AI-secure / Transferability-Reduced-Smooth-Ensemble

22 stars 8 forks source link

How to set superparameter for TRS #1

Open ZY123-GOOD opened 2 years ago

ZY123-GOOD commented 2 years ago

Hello, thank you for sharing your paper and codes. However, I have some questions. I ran the codes for training TRS but found the clean test accuracy is around 60%, which is much lower than vanilla training. Moreover, the transferability is not as good as shown in the paper. Maybe the file "utils/Empirical/arguments.py" does not exist.

YunDuanZhiNeng commented 2 years ago

Hello, thank you for sharing your paper and codes. I have encountered the same problem. Can the author share the training parameters or the pre-trained model?

Lucas110550 commented 2 years ago

Hi, sorry for the late reply. All the hyper-parameters can be found in our paper. Specifically, in our code we defined our arguments as:

For the CIFAR experiments, we have lambda_a = 40, lambda_b = 2.5, \delta_0 = 0.01 and \delta_m = 0.03. For MNIST, we have considered various hyper-paramter settings mentioned in our Appendix.

Feel free to ask me any other questions! thanks!

HuangZuShu commented 1 year ago

Hi, sorry for the late reply. All the hyper-parameters can be found in our paper.

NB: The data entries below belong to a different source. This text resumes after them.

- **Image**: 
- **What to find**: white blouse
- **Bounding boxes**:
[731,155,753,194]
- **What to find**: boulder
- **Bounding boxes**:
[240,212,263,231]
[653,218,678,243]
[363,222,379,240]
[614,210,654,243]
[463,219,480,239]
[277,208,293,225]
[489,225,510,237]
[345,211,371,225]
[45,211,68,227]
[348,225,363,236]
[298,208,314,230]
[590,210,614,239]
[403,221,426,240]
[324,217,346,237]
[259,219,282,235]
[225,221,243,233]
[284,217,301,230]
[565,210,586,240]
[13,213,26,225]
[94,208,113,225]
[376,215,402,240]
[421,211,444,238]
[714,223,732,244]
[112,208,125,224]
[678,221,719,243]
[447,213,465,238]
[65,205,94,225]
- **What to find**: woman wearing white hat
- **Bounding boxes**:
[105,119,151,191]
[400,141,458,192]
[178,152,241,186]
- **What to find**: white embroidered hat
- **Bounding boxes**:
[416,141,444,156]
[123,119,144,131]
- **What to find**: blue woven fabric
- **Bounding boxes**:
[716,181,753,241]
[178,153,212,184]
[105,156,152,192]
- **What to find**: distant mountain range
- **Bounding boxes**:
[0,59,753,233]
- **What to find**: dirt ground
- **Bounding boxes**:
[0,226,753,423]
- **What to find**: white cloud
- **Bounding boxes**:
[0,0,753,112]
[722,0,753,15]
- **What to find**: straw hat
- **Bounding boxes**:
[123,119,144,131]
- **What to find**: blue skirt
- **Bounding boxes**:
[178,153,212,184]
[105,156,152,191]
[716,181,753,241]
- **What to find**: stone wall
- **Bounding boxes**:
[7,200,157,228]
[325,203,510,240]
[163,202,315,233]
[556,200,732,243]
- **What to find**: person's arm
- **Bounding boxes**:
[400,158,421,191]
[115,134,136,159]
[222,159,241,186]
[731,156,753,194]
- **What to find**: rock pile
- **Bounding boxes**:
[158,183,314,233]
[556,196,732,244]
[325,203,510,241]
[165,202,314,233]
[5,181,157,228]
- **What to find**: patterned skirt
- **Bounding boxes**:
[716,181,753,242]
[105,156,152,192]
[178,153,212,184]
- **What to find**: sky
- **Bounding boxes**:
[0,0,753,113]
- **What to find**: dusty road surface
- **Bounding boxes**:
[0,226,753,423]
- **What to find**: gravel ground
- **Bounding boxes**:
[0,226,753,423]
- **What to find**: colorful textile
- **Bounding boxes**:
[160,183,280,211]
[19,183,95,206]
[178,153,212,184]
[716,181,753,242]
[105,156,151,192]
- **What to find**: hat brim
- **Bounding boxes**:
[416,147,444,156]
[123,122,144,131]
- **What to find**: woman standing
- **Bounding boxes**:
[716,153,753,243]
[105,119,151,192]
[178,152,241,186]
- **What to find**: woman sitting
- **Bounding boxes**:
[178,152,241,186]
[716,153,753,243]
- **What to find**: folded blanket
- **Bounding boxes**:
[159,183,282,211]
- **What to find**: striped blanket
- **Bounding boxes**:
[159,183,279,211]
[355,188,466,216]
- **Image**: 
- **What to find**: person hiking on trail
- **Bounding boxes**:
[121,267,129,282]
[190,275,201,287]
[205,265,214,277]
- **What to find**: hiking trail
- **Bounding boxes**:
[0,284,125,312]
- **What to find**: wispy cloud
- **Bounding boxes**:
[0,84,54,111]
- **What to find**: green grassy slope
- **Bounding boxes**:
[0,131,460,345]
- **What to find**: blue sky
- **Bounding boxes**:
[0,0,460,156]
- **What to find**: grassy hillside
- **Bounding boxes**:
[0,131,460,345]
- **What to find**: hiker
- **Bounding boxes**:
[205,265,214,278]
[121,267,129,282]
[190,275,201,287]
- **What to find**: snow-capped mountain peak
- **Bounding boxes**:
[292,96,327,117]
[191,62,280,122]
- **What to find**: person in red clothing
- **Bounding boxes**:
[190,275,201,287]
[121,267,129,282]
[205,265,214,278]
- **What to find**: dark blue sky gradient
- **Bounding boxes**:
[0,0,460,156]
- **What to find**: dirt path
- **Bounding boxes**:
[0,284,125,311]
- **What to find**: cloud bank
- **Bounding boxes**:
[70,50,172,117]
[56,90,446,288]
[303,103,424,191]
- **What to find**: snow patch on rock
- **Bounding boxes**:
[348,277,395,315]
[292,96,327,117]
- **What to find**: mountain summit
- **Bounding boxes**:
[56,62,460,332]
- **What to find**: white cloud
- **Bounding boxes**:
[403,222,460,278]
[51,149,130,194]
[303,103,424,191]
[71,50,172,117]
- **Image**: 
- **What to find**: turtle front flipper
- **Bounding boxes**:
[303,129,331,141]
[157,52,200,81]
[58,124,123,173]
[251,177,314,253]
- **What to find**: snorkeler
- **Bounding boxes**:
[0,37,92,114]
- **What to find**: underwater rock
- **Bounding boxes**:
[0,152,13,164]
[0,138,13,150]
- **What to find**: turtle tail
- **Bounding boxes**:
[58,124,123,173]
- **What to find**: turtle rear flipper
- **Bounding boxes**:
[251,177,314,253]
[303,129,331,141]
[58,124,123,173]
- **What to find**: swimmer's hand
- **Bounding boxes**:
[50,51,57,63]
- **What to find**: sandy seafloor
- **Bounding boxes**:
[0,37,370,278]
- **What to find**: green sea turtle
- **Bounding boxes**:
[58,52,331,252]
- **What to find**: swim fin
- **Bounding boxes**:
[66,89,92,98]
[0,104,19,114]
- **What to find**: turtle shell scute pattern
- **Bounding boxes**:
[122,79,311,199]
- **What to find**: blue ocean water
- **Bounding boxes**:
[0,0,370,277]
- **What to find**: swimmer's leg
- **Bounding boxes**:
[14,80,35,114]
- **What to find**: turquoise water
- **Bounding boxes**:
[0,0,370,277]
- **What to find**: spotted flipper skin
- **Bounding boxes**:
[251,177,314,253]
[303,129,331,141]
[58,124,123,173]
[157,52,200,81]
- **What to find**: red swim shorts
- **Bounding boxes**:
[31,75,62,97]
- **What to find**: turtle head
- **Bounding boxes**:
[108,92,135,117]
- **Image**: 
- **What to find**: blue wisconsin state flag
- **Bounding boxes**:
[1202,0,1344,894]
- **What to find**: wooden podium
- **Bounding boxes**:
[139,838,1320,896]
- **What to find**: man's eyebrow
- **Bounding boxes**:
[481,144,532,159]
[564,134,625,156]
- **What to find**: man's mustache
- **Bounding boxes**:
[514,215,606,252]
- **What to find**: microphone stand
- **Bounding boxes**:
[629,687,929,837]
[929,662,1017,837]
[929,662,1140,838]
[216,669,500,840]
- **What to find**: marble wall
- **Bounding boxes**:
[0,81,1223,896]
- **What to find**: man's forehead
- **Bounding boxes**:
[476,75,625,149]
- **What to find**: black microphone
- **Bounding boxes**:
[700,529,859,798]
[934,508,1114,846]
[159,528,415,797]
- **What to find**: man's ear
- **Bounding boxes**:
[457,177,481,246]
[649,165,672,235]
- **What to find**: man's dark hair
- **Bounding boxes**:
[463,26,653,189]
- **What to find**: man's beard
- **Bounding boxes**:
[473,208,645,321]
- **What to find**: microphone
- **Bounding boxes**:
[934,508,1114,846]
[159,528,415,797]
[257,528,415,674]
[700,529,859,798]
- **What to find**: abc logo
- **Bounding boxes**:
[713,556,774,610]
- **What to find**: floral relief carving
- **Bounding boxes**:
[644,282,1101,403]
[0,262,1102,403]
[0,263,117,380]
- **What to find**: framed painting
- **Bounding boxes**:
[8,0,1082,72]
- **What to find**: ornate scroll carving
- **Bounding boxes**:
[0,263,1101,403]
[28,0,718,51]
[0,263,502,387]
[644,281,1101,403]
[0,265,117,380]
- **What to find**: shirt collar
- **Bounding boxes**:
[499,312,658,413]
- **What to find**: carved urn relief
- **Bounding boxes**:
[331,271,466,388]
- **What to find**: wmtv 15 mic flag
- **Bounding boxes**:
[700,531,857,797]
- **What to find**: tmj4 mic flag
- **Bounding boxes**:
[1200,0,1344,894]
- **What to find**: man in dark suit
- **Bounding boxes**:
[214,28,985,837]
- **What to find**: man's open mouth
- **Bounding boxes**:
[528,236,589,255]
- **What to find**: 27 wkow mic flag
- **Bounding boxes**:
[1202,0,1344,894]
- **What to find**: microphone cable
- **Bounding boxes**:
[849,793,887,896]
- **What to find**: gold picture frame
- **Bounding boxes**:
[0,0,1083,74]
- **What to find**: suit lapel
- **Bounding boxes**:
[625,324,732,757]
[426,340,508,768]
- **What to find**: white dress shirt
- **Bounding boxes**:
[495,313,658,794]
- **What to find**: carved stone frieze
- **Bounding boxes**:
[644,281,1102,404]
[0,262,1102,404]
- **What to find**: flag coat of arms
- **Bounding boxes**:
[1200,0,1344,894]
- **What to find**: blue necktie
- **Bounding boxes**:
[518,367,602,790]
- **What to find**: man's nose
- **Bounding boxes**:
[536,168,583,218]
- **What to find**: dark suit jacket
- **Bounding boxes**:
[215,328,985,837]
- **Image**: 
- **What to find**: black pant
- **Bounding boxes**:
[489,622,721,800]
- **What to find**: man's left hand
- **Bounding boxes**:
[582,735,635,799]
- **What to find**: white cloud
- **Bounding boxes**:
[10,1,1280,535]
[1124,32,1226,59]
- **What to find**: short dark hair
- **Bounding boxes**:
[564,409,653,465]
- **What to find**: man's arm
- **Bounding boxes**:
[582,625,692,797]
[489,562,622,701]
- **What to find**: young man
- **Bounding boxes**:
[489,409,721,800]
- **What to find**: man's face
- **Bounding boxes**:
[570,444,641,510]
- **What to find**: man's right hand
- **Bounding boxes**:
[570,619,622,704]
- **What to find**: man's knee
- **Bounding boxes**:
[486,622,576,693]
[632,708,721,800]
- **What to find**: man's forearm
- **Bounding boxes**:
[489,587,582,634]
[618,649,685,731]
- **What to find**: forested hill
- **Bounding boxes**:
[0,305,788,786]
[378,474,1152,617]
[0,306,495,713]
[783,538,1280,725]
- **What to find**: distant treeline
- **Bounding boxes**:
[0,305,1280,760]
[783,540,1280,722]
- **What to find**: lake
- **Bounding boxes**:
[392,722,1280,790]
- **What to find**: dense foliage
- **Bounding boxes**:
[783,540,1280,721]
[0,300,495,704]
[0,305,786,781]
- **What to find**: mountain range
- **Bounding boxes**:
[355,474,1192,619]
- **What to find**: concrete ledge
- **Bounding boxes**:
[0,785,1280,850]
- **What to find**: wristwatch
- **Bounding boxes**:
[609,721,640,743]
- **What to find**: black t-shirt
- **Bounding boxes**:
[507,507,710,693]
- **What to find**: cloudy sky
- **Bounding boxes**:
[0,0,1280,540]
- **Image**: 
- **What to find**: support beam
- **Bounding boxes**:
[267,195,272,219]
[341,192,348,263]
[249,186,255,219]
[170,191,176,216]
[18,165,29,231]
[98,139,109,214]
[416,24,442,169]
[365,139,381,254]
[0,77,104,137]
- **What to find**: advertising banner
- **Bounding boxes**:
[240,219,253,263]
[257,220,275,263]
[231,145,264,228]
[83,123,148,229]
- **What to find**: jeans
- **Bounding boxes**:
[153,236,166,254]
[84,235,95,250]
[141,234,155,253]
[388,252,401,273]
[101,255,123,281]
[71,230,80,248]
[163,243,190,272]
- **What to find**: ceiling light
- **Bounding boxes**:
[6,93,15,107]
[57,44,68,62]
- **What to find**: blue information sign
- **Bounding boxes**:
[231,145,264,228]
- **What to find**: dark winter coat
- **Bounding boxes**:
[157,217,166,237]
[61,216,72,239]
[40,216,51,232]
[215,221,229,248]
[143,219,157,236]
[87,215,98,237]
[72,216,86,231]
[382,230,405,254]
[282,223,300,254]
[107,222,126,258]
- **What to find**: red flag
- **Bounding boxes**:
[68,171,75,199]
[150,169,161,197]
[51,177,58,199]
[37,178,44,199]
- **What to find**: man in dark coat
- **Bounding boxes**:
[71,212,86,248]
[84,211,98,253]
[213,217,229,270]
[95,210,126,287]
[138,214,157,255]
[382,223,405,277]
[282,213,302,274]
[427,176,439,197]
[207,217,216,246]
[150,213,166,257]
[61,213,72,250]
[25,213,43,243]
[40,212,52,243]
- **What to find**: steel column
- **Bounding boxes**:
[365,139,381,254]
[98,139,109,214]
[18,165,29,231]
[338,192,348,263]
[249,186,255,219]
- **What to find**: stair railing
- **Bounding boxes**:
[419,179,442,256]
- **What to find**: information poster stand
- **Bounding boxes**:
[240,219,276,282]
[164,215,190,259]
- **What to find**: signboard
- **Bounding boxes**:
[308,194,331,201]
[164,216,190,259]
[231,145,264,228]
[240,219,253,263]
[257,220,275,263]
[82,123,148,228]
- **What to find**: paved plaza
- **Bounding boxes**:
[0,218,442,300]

Specifically, in our code we defined our arguments as:

  • lambda_a = scale coeff, lambda_b = scale lamda
  • plus-adv = {"True": TRS training; "False": cos-l2 training}
  • adv_eps: the maximum eps for smoothness loss computation (\delta_M in our paper)
  • init_eps: the starting eps for smoothness loss computation (\delta_0 in our paper)

For the CIFAR experiments, we have lambda_a = 40, lambda_b = 2.5, \delta_0 = 0.01 and \delta_m = 0.03. For MNIST, we have considered various hyper-paramter settings mentioned in our Appendix.

Feel free to ask me any other questions! thanks!

Hi, Could you please provide a specific command to train and predict the model for us in cifar-10?

Directly use the script script_train.py you provided to generate training commands. The training results are not consistent with the paper. Is this a parameter setting problem?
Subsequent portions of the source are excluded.